At the meeting, party president Sonia Gandhi and a clutch of senior leaders, including a former finance minister during whose tenure the group was allowed special privileges, complained to the industrialist that though they had made a huge contribution to his empire's growth, he had virtually ditched them for the BJP and a regional outfit.
The bigwig was at pains to clarify his position, saying he harbours no political ambition. Besides, he insisted, his group remains grateful for Congress largesse in the past and was willing to do its bit to help the party. As for the BJP, the party that rules must be kept in good humour.

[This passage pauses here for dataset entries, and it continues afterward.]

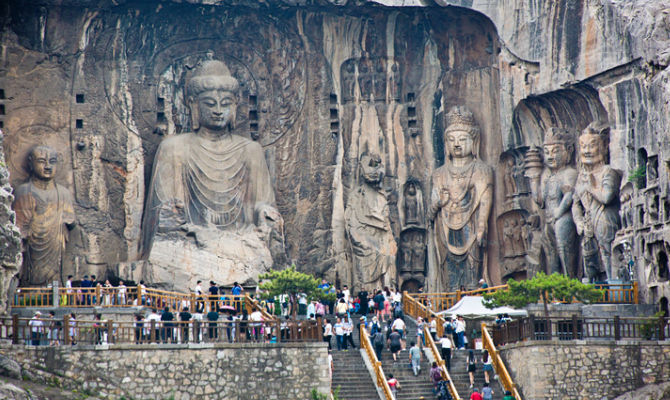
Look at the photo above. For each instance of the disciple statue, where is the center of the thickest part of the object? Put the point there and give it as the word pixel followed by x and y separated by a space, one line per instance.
pixel 552 189
pixel 413 207
pixel 461 202
pixel 44 215
pixel 369 229
pixel 595 207
pixel 212 185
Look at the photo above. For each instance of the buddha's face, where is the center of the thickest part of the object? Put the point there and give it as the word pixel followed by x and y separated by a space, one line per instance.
pixel 555 155
pixel 460 144
pixel 216 109
pixel 43 163
pixel 591 149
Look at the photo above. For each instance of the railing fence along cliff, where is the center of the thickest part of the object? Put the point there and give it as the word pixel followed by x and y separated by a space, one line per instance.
pixel 498 364
pixel 414 308
pixel 132 296
pixel 438 359
pixel 382 384
pixel 613 294
pixel 66 331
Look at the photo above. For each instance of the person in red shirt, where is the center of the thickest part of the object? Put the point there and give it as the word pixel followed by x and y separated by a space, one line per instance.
pixel 395 385
pixel 475 395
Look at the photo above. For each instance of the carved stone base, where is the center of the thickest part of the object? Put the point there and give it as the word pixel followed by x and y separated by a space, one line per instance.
pixel 230 257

The industrial house pledged a first instalment for the Congress kitty which, one learns, was duly delivered a few days after the meeting. More is believed to be on the way.
A bad judge of character?
Dr J K Jain, one-time BJP member of Parliament, recently joined the Congress.
Nothing surprising, you may say. 'Tis the season to migrate from one party to the other.
But Jain is no ordinary politician. A hardcore RSS member, he was once very close to none other than L K Advani. In fact, the good doctor used to be a regular member of Advani's retinue. He wore the RSS badge proudly, and prospered immensely as a result.
That is why his switch has raised eyebrows in the Sangh Parivar. Because Jain is not the only Advani acolyte to have turned on the BJP.
Early in the BJP's stint in power, Mohan Guruswamy embarrassed the party with his controversial conduct as adviser to the finance minister. And when he was removed, he carried on an aggressive campaign against the party leadership, including Advani himself.
More recently, Ram Jethmalani, who was close to Advani and who was made law minister at his instance, has been openly fulminating against the Sangh Parivar in general and Prime Minister Atal Bihari Vajpayee in particular.
These instances have led to whispers among long-term RSS-BJP members about Advani's judgement or the lack of it, wondering whether he too has a weakness for opportunists and sycophants. And they are speculating who else from the deputy prime minister's inner circle will dump the party if he fails to get his way. Apparently, there are at least two candidates for this 'honour,' including one high-profile minister.
The Cambridge connection
Congress president Sonia Gandhi's claim in a recent interview that she studied at Cambridge has, predictably, elicited a strong rebuttal from Janata Party president Subramanian Swamy, who cited official records to falsify the claim.
BJP spokesman Arun Jaitley endorsed Swamy, but not in his sledgehammer manner. Asked by a reporter to comment on Gandhi's claim that she was at Cambridge, he quipped, "Yes, she was at Cambridge the same way as I was at the LSE [London School of Economics]."
No, Jaitley wasn't teaching at the LSE. He was simply visiting a professor there who is sympathetic to the BJP.